[Python-Dev] Python 3 optimizations...

Fri Jul 23 08:48:26 CEST 2010

Hi,

I guess it would be a good idea to quickly outline my inline caching
approach, so that we all have a basic understanding of how it works.
If we take for instance the BINARY_ADD instruction, the interpreter
evaluates the actual operand types and chooses the matching operation
implementation at runtime, i.e., operands that are unicode strings
will be concatenated via unicode_concatenate, for float operands on
the other hand, the interpreter would end up invoking float_add via
binary_op1. Now, a very efficient way to achieve purely interpretative
inline caching is to quicken the type-generic BINARY_ADD instruction
to a type-dependent FLOAT_ADD instruction (this technique, i.e.,
inline caching via quickening, is the primary contribution of my ECOOP
paper). Hence, I have a very simple code generator, that generates
type-dependent interpreter instructions in a pre-compile step of the
interpreter, and uses runtime type information to quicken/rewrite
instructions.
Aside of the operators, I have implemented this quickening technique
for FOR_ITER, COMPARE_OP and CALL_FUNCTION instructions.

> I'm absolutely interested, although not for the CPython project but for
> Cython. I wonder how you do inline caching in Python if the methods of a
> type can be replaced by whatever at runtime. Could you elaborate on that?
>
Currently, I only provide optimized derivatives for several separate
call targets, i.e., whether a call target is a C function with
varargs, or a Python function/method--this already eliminates a lot of
overhead from invoking call_function. Based on further quantitative
analysis, I can easily provide inline cached derivatives of frequently
called functions, such as some builtin primitives.
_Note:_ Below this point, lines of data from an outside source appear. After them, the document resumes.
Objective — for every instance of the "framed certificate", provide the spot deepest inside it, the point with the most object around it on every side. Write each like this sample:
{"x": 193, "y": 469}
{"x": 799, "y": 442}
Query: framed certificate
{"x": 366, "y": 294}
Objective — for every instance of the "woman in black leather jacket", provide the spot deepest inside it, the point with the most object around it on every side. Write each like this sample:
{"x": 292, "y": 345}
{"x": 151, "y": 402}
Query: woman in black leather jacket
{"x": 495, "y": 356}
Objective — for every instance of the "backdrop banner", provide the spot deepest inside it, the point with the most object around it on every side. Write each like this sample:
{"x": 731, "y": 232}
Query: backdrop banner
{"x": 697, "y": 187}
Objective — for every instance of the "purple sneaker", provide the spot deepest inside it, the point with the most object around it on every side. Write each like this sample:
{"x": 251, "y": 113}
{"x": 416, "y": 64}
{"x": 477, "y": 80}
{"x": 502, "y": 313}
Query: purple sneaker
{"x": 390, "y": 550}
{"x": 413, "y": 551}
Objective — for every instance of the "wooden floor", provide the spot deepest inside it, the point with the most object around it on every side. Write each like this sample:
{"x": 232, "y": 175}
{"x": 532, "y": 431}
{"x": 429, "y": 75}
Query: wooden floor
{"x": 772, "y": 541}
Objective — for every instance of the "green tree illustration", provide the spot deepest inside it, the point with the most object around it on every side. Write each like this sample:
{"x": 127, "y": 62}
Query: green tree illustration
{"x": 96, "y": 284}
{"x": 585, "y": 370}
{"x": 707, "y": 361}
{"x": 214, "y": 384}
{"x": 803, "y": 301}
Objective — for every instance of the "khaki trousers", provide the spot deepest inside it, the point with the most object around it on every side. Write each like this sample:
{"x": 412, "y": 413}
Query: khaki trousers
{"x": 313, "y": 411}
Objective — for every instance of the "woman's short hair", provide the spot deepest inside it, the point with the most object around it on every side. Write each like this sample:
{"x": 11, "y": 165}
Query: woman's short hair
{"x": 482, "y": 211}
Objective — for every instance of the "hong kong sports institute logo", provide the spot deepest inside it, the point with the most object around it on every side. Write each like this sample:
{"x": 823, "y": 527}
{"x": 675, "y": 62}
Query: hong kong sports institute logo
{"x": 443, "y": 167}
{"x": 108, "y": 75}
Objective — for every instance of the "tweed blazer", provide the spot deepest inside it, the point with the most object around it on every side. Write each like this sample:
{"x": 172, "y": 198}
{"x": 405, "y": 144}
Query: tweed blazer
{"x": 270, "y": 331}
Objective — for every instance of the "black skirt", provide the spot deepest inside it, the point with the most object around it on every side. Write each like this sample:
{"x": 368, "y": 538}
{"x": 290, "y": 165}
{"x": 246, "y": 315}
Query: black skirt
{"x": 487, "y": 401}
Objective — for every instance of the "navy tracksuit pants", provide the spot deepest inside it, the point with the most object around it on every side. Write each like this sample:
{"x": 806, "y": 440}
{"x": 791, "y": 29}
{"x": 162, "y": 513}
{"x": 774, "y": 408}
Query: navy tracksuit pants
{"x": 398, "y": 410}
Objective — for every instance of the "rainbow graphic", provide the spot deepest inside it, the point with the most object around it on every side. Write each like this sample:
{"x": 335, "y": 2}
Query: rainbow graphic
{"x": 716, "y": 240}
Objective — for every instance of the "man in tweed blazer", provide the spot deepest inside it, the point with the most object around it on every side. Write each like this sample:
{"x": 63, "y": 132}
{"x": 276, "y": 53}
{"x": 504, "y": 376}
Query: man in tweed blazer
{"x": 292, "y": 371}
> Based on what information do you switch between inlining states?
>
I have instrumented versions of some functions that allow me to make
quickening decisions, such as binary_op1, do_richcompare, or
call_function, where I can quicken instructions to an optimized,
inline cached, instruction derivative.

> Or do you restrict yourself to builtin types?
>
Currently, my approach provides optimized derivative instructions for
the standard library, e.g., unicode strings, numerical objects,
containers, and iterators.

> That might be worth it
> already, just think of list.append(). We have an optimistic optimisation for
> object.append() in Cython that gives us massive speed-ups in loops that
> build lists, even if we don't know at compile time that we are dealing with
> lists.
>
Yes, that sounds like a reasonable thing to do. I could provide much
more optimized derivatives based on application profiles, too. Since I
use a simple code generator for generating the derivatives, it would
also be possible to provide end-users with the means to analyze their
apps and generate optimized instruction derivatives matching their
profile.

Regards,
--stefan